A wide variety of techniques exist for Web-based interactive visualization; the simplest and most familiar are basic client-side rendering systems, in which high-level 3D object descriptions are transmitted to the client for rendering. This class includes most notably VRML [3] and systems that extend it [8]. For complex geometry and large datasets, the transmission cost of these systems is high, as is the client cost if high-quality images are desired.
A number of techniques have been proposed to reduce transmission costs and speed up software rendering. Geometry compression methods include quantized representations [6] and decimation of polygon meshes [11]; however even these lossy schemes are unlikely to achieve compression ratios high enough to permit reasonably fast transmission of the datasets we are considering. Techniques for faster rendering in software abound; these include adaptive rendering [7], incremental rendering [10] [14], and the Shear-Warp technique [13] [10] and others [22] for fast volume rendering.
An attractive strategy for Web-based interactive 3D visualization is the use of a powerful server as a render engine that generates and transmits still images of the 3D scene specified by the client. This technique is used in [20] and [1]. A related approach described by Levoy [16] performs high- and low-quality renderings on the server and only a low-quality rendering on the client. A compressed difference image is sent to the client to reconstruct the high-quality rendering. However we wish to avoid any 3D rendering on the client, as well as having to transmit large 3D datasets initially. The drawback of all such server-based systems is that unless the number of clients and the types of interaction are limited, the server can be flooded with requests from multiple clients, or even a single client supporting extensive interaction. In addition, since multiple individual frames must be transmitted in the course of a single interactive session, the transmission costs can become large.
Image-based techniques transmit a set of 2D images which are
interpolated to reconstruct specified 3D views [4]. A
critical property of these techniques is that the cost of
interactively viewing the scene is independent of scene complexity,
since the 2D images are pre-computed (in the case of synthetic images)
or digitized from photographs. Image-based rendering forms the basis
for Apple Computer's QuickTime VR format [5], which allows
viewing of a panoramic environment. Light field rendering
[17] allows more extensive viewing from arbitrary camera
positions by treating the 2D images as slices of the 4D light field,
which is resampled to construct new views. McMillan and Bishop
[19] propose plenoptic modeling as a framework for
understanding image-based systems, and describe a rendering system for
arbitrary viewpoints based on this concept. Gortler et al. [9]

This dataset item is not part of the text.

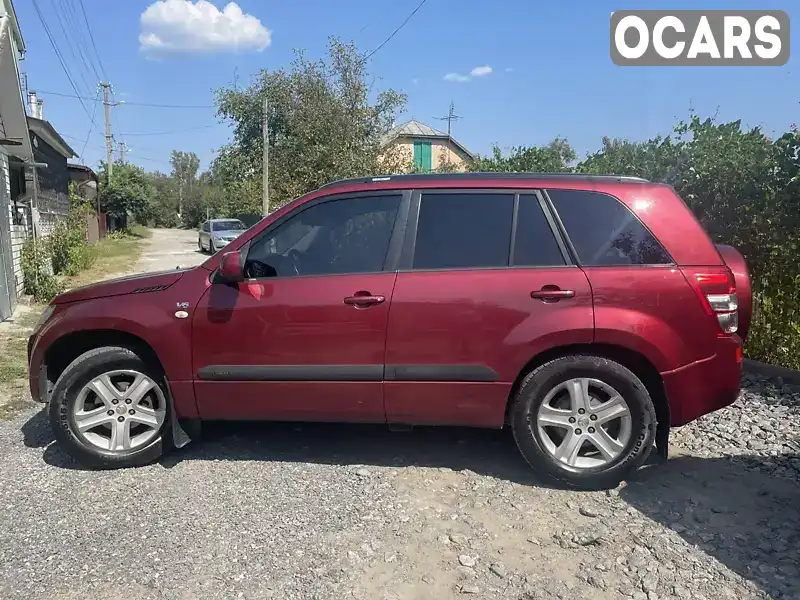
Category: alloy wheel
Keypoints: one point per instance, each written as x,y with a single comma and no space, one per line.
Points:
584,423
119,411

perform image warping from a Layered Depth Image (LDI), whose
representation is very similar to our MLI representation. However both
the LDI system and the other image-based techniques support only
navigation within a fixed environment; we wish to support the other
types of interaction described in the introduction. If extensive
navigation is not required, then multilayer images can be used to
provide high-quality interactive 3D visualization at very low
transmission cost, and without the need for client-side graphics
hardware or costly rendering in software.